Lawyers for 400 Rohingya refugees are to urge the International Criminal Court (ICC) to investigate the Myanmar military.
The refugees are arguing that without getting justice for what has happened to them, the crimes will continue and spread to other ethnic groups.
Senior diplomats from the 15-member security council travelled to Bangladesh earlier this month to see first-hand the situation of the 700,000 Rohingya refugees who fled there from Myanmar military abuses.
The UK ambassador Karen Pierce said all members considered the Rohingya issue to be “one of the most significant human rights cases we have ever faced in the last decade”, adding that “something needs to be done”.
Sky cameraman Martin Smith, producer Neville Lazarus and myself witnessed some of the widespread human rights violations when we managed to independently reach Myanmar’s Rakhine State at the end of last year.
Rakhine State is where most of the abuses have taken place.
We found thousands of people trapped on a beach there and left to die – many were severely emaciated.
All told chilling tales of human rights abuses – of being beaten, of being raped, of being hounded out of their homes.
They told us they had been herded there – to a stretch of sand, with their way back into Myanmar blocked by armed soldiers and landmines buried just beyond the beach.
Our footage caused massive alarm in the United Nations and the EU, but despite our first-hand evidence and concerns raised by Human Rights Watch, independent monitors and several other media, the Myanmar authorities have consistently refused to admit wrongdoing.

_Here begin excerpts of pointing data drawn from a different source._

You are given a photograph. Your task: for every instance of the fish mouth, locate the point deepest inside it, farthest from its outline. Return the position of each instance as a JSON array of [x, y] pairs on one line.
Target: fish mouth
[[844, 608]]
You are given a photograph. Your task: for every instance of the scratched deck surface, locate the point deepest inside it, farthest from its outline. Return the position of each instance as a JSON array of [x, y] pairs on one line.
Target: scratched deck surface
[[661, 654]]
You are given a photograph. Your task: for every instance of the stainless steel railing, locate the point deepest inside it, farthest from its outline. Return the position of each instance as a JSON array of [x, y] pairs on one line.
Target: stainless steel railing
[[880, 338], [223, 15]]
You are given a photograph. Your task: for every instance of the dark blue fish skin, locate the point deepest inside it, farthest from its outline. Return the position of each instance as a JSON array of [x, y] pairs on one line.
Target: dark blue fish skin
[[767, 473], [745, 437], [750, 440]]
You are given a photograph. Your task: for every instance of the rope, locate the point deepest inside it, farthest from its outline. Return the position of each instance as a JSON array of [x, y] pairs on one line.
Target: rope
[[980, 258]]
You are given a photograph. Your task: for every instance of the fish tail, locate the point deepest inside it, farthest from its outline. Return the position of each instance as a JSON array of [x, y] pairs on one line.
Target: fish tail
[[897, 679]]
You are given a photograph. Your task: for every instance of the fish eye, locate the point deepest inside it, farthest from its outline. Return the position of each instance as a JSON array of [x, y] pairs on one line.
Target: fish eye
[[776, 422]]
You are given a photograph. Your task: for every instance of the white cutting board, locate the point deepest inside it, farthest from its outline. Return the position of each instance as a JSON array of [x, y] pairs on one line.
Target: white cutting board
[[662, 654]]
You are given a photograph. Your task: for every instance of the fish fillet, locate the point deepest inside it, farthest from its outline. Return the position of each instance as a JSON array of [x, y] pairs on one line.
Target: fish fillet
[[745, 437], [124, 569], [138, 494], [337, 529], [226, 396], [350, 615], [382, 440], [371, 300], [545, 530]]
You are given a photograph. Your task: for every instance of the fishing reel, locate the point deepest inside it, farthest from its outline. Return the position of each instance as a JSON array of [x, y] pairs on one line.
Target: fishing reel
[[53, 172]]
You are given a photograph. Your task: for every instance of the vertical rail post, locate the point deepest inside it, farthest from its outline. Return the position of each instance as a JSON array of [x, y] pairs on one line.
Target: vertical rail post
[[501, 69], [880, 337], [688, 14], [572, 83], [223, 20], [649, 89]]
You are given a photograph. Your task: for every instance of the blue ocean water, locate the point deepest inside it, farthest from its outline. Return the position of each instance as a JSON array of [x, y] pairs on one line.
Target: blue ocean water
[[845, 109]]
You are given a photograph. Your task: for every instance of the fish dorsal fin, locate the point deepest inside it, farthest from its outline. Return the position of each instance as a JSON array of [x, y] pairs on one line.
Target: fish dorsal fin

Myanmar authorities have convicted soldiers in only one case – jailing seven soldiers for 10 years for their role in the massacre of 10 Rohingya in Inn Din village.
Two Reuters journalists who investigated the massacre are still being detained and now face up to 14 years in jail under the Myanmar Official Secrets Act.
In the sprawling camps in Bangladesh, which are now home to the hundreds of thousands of Rohingya who have fled Myanmar, there are claims of rape, beatings, torture and killings amongst the refugees – who blame the Myanmar military for the abuses.
Lawyers representing some of them are anxious those who perpetrated the crimes are held to account.
Human rights lawyer Wayne Jordash told Sky News: “Without accountability, without focus on bringing these perpetrators to book, then these types of crimes will continue and are continuing in Myanmar as we speak.
“I have little doubt that they continue because the Myanmar authorities understand that legal options are narrow and bad state actors will shield them from accountability.”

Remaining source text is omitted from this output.